Indeed it does.   I can phone a friend in France or in Australia, or in South Africa and get an instant response.   Or I can e mail them and it is almost as fast.   Snail mail as folk are apt to call it, takes a little longer but to me there is something exciting about hearing a letter or two plop onto the vestibule floor.

This speed tends to make us think that in the 'old days' news took a long time to get around.   Well yes it did in relative terms and yet, considering the conditions it was surprisingly quick.

Last night I could not sleep.   I am still suffering with my throat condition and it troubles me more when I lay down.   After an hour of trying - and failing - to drop off (and getting more awake by the second), I got up, made myself a second cup of Horlicks and settled down to read for an hour.   And, as you do, I read about Cimabue and Giotto and Saint Francis.

Giotto was a humble village lad when Cimabue found him scratching drawings on to the rocks with a sharp stone.   Cimabue took him under his wing and taught him to paint (and what a wonderful painter he turned out to be.)

Cimabue sent Giotto to a chapel in Assissi - St Francis died in 1226 and Giotto was born in 1266,
so there would still have been people there who had known St Francis.   There he was to paint pictures - frescoes - on the walls of the chapel.  In particular paintings of St Francis preaching in and around his garden.

In the beautiful little medieval church of Wissington in Suffolk, there are wall paintings of St Francis's sermon to the birds frescoed on the North wall.   And they were painted before Giotto did the painting in Assissi.  Good News does indeed travel fast.
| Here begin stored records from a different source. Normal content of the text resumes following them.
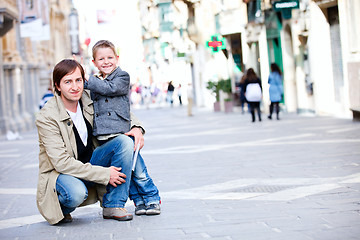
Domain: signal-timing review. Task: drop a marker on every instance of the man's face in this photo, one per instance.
(71, 87)
(105, 60)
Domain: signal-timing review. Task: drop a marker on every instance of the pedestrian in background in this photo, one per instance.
(110, 92)
(276, 90)
(170, 92)
(253, 92)
(190, 96)
(179, 94)
(242, 93)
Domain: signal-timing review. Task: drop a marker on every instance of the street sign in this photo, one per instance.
(285, 5)
(216, 43)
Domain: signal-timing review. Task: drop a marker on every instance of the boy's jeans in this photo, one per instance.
(117, 152)
(142, 187)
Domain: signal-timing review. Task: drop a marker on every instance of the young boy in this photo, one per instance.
(109, 91)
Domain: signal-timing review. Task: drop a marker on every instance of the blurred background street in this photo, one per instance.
(220, 177)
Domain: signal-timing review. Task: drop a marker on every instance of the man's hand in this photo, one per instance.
(138, 136)
(116, 177)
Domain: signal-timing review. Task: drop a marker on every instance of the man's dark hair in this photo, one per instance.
(63, 68)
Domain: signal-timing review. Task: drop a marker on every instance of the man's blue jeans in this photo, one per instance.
(117, 152)
(142, 187)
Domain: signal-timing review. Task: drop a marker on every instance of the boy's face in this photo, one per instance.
(105, 60)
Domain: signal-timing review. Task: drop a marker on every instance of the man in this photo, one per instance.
(71, 172)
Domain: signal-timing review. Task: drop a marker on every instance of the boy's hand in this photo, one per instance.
(82, 64)
(138, 136)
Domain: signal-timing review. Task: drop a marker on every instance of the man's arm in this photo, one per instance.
(55, 145)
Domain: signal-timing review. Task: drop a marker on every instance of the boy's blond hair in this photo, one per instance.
(103, 44)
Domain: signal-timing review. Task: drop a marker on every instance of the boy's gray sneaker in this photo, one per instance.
(140, 210)
(153, 209)
(119, 214)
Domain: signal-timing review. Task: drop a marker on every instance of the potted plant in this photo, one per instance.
(225, 86)
(215, 88)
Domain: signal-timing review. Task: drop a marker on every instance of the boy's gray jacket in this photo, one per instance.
(58, 154)
(111, 102)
How would it get here - well that is anybody's guess.

Sunday 2 October 2016

Just to breathe-

I rather feel that now I have an inkling as to what the Christmas turkey must feel like as it is put into the oven on Christmas morning.

Friend W and I decided that today we would try out what is possibly our best restaurant in the town - certainly in the top few.   So we had Sunday lunch at Tennant's.  (The farmer was out walking with his friend C).   We did not stint ourselves.  We had roast Irish beef and could choose whether we wanted it rare, medium rare or well-done.  It was served with duck-fat-roasted potatoes, yorkshire pudding, (note no capital y in deference to our blogging friend Yorkshire Pudding!), purple cauliflower, chantenay carrots and beautiful gravy.   Then we had a parfait with honey and figs, and finally coffee and petit fours.

We staggered out and home and now I intend to sit in front of the television and watch the news, followed by Country File, followed by the results of the first Strictly Come Dancing 'throw off'  (Ed Balls??) - I don't think I shall need (or feel like) anything else to eat before at least this time tomorrow - if then.   But it was jolly good.

Farewell to Poet in Residence.

Gwil has closed down his site as something has happened to his blog.   My skills are so limited that I don't understand exactly what has happened, but I do so hope he will find a way of returning - I shall miss you Gwil.  Do hope this is not the last we hear of Poet in Residence.